Locally Sourced: Growing Lots Urban Farm


Urban Farming with Jake Schultz & Stefan Meyer

The clanging of a commuter train rolling past rang in my ears as I stood near a crop field in what was once a parking lot, smelling the moist earth and hot asphalt. I was soon joined by Jake Schultz and Stefan Meyer, two of the metro area’s few gay urban farmers.

Meyer grew up in rural Minnesota on a conventional turkey farm and explained that he has always been involved in farming, in one way or another. Schultz had a very different upbringing, as a city kid outside of Milwaukee. It was while studying at the University of Wisconsin-Oshkosh he realized that his passion for food and sustainability after reading the “Omnivore’s Dilemma” by Michael Pollan.


Utilizing permaculture, a method of growing and sustaining people, animals and plant life in balance with nature, Growing Lots Urban Farm has two lots that grow an array of produce. They work with the area community, teaching neighborhood children about their chickens, utilizing waste from nearby businesses, such as Coastal Seafoods, for compost and even setting up giant bins to catch rain water for drip irrigation systems, so that little to nothing goes to waste.
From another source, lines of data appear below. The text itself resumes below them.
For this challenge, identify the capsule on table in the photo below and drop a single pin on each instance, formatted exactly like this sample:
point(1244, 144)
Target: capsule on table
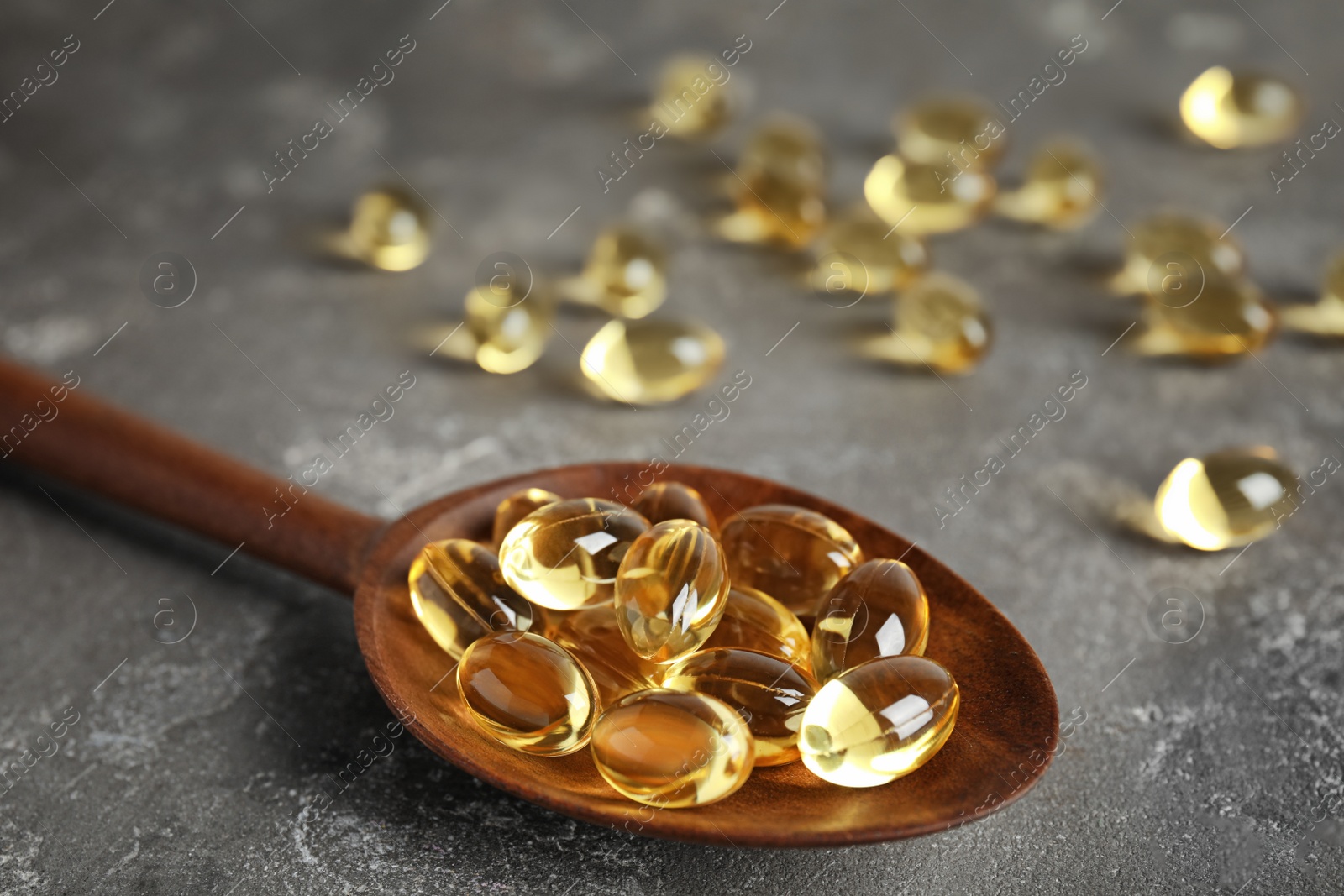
point(671, 750)
point(756, 621)
point(878, 610)
point(528, 692)
point(460, 595)
point(879, 720)
point(792, 553)
point(671, 590)
point(768, 692)
point(564, 555)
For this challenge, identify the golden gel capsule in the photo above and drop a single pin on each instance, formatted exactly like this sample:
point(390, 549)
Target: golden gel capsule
point(389, 230)
point(792, 553)
point(878, 610)
point(595, 637)
point(917, 197)
point(672, 750)
point(1062, 190)
point(460, 595)
point(756, 621)
point(528, 692)
point(651, 362)
point(1227, 499)
point(1238, 109)
point(515, 506)
point(690, 103)
point(878, 721)
point(564, 555)
point(766, 691)
point(671, 590)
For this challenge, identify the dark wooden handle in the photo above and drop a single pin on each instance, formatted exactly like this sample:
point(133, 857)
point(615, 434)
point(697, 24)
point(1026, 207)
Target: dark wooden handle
point(58, 429)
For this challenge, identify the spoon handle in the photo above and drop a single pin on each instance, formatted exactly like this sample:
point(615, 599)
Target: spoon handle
point(58, 429)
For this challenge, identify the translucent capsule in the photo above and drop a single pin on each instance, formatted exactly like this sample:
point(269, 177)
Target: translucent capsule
point(515, 506)
point(766, 691)
point(958, 130)
point(671, 750)
point(651, 362)
point(792, 553)
point(625, 275)
point(918, 197)
point(564, 555)
point(1062, 190)
point(878, 610)
point(879, 720)
point(664, 501)
point(756, 621)
point(690, 102)
point(389, 230)
point(528, 692)
point(671, 590)
point(460, 595)
point(940, 325)
point(1229, 109)
point(1226, 500)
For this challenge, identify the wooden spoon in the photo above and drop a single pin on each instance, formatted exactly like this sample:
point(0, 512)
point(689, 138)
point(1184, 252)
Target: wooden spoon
point(1001, 745)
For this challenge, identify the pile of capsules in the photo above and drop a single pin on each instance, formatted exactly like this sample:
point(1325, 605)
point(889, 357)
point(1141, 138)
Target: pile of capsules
point(676, 651)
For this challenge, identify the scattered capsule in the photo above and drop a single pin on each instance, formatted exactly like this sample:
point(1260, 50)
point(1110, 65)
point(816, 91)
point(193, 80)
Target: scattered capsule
point(756, 621)
point(651, 362)
point(671, 750)
point(389, 230)
point(1062, 190)
point(766, 691)
point(460, 595)
point(664, 501)
point(792, 553)
point(879, 720)
point(917, 197)
point(1229, 109)
point(528, 692)
point(1227, 499)
point(515, 506)
point(671, 590)
point(878, 610)
point(564, 555)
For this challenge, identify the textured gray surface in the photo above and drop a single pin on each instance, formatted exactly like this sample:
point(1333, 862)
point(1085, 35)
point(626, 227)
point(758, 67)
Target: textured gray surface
point(1200, 768)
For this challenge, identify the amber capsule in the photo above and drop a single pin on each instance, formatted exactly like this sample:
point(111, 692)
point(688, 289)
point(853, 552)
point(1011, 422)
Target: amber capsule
point(918, 197)
point(460, 595)
point(651, 362)
point(564, 555)
point(672, 750)
point(1227, 499)
point(528, 692)
point(671, 590)
point(389, 228)
point(756, 621)
point(792, 553)
point(766, 691)
point(1229, 109)
point(878, 610)
point(879, 720)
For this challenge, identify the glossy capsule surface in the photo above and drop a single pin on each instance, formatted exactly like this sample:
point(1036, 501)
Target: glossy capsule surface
point(672, 750)
point(756, 621)
point(671, 590)
point(878, 610)
point(879, 720)
point(460, 595)
point(651, 362)
point(766, 691)
point(564, 555)
point(792, 553)
point(528, 692)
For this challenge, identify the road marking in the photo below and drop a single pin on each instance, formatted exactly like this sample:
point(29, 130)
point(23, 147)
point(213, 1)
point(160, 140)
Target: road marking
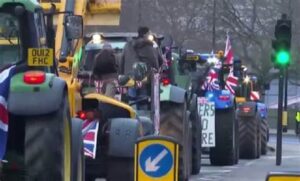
point(283, 157)
point(250, 163)
point(215, 171)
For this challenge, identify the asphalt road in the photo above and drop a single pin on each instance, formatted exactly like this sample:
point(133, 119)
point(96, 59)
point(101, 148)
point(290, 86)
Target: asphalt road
point(255, 170)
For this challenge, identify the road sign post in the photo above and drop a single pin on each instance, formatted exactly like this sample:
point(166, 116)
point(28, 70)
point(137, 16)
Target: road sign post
point(156, 158)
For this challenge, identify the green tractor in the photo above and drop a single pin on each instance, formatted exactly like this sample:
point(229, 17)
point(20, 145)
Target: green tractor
point(252, 115)
point(43, 140)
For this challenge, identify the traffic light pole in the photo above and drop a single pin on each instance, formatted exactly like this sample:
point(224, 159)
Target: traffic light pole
point(285, 113)
point(279, 119)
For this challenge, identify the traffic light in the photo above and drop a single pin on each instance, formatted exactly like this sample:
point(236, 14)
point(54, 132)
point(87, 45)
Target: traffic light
point(281, 56)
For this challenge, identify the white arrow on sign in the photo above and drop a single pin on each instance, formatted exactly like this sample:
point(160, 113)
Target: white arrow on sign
point(151, 166)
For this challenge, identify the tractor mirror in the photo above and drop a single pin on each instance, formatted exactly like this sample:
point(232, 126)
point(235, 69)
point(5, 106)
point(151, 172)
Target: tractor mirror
point(237, 67)
point(290, 176)
point(84, 75)
point(267, 86)
point(74, 27)
point(123, 79)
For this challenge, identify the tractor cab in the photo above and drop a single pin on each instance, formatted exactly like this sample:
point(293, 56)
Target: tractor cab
point(95, 42)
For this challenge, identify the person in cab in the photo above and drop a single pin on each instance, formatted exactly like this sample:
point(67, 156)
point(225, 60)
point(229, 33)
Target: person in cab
point(105, 70)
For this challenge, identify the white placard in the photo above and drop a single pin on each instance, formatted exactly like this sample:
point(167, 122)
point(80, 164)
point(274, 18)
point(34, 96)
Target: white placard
point(207, 112)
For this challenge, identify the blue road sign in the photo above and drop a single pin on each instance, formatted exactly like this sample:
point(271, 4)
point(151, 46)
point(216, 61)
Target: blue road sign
point(156, 160)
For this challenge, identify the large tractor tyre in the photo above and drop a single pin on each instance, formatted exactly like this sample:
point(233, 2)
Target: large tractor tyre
point(224, 153)
point(48, 145)
point(264, 136)
point(248, 137)
point(174, 122)
point(78, 161)
point(120, 163)
point(196, 142)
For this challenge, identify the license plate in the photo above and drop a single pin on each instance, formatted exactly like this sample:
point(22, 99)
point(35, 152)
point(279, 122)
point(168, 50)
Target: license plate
point(40, 57)
point(192, 58)
point(206, 110)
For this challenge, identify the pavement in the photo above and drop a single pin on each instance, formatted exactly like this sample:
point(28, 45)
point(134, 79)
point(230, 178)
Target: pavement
point(256, 170)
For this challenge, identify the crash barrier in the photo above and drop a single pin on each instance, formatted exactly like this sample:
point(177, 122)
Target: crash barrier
point(283, 176)
point(156, 158)
point(272, 118)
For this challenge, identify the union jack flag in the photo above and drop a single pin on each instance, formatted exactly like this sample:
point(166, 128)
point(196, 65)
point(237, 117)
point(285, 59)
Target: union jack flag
point(5, 77)
point(231, 82)
point(228, 52)
point(90, 134)
point(211, 82)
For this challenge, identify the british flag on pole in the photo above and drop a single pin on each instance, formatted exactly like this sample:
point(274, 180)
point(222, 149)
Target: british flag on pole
point(231, 82)
point(211, 82)
point(5, 77)
point(90, 134)
point(228, 51)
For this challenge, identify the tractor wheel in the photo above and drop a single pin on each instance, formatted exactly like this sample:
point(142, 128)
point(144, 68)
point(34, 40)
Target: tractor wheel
point(48, 145)
point(248, 137)
point(224, 153)
point(196, 142)
point(264, 136)
point(174, 122)
point(78, 161)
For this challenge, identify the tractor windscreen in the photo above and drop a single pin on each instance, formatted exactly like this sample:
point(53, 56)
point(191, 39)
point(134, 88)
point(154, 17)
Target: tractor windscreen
point(93, 49)
point(10, 49)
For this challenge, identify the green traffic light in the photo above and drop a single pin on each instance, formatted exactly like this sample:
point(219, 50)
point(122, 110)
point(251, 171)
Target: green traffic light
point(283, 57)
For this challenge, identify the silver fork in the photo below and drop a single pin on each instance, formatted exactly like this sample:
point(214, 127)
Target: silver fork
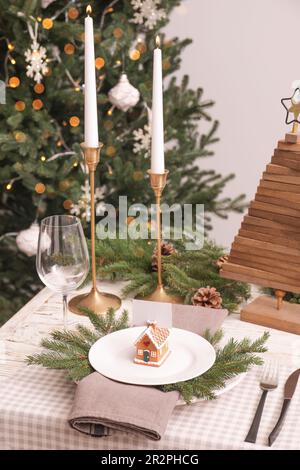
point(269, 381)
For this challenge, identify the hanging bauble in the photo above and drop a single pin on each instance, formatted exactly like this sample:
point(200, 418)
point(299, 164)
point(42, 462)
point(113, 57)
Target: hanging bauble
point(27, 240)
point(124, 96)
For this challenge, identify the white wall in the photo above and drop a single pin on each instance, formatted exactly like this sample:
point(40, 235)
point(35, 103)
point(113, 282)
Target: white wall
point(245, 55)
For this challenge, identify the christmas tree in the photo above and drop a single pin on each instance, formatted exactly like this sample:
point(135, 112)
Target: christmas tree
point(41, 165)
Meyer and Schultz are anxious to share their vision with the world, hoping to be able to reach out to other gay urban farmers to form an eventual coalition. “It’s really rare. We haven’t met many others. It’s easier to find lesbian farmers than gay men,” Schultz mused. I asked him why he thought that was the case.

“I think a lot of us left rural places for the city, for the community; the safety… It’s often the case that we come in to the neighborhoods and clean up, bring in our culture – it makes sense that we would do this as well,” added Meyer.

“We just need more of the granola gays,” said Schultz.

“Did you just say ‘granola gays?’” Meyer laughed.

Shultz just grinned, “Sure. I do think that some men are more concerned about working out, moisturizer, clothes, than what we actually put into our bodies.”

Whatever the term, it’s a valid point that most of us urban dwellers would benefit by being closer to our food sources. The juxtaposition of fertile soil churning out baby eggplants, gobs of heirloom tomatoes and a confounding ground cherry breed that tasted like a bursting pineapple with the nearby traffic noise was oddly comforting. In addition to their produce, sold mainly through CSA shares, Schultz also has a bakery, Black Paws, and can be found at the Midtown Farmer’s Market every Saturday.

The chickens produce beautifully pale green- and brown-shelled eggs. Unfortunately, they were informed the day after I visited that due to zoning restrictions the birds would have to be relocated, a sad day for the farm.

From classes to a culinary CSA specializing in unique produce, Growing Lots will hopefully continue to expand and share their sustenance with a grateful neighborhood. To find out more, visit them on the Facebook pages for Growing Lots Urban Farm and Black Paws Community Supported Bakery.


Green Egg Basket

1/2 cabbage – chopped into strips
1/2 bundle of beet greens – chopped
1 -2 tsp cumin
2-4 eggs (depending how many you want)
handful of fresh chopped/shredded mozzarella
small handful of chopped basil

Saute the chopped cabbage and beet greens in a frying pan over medium heat with a little olive oil.
Sprinkle in the salt, pepper, and cumin to the mixture and saute for about 2 minutes or when it just starts to soften.
Shape the greens into two ‘baskets.’ So they look like little bird’s nests.
Crack the eggs into the baskets and sprinkle the mozzarella and basil over the top.
Cover the pan and let the steam cook the eggs until you liking.

Simplicity at it’s best. Yet so surprisingly delicious.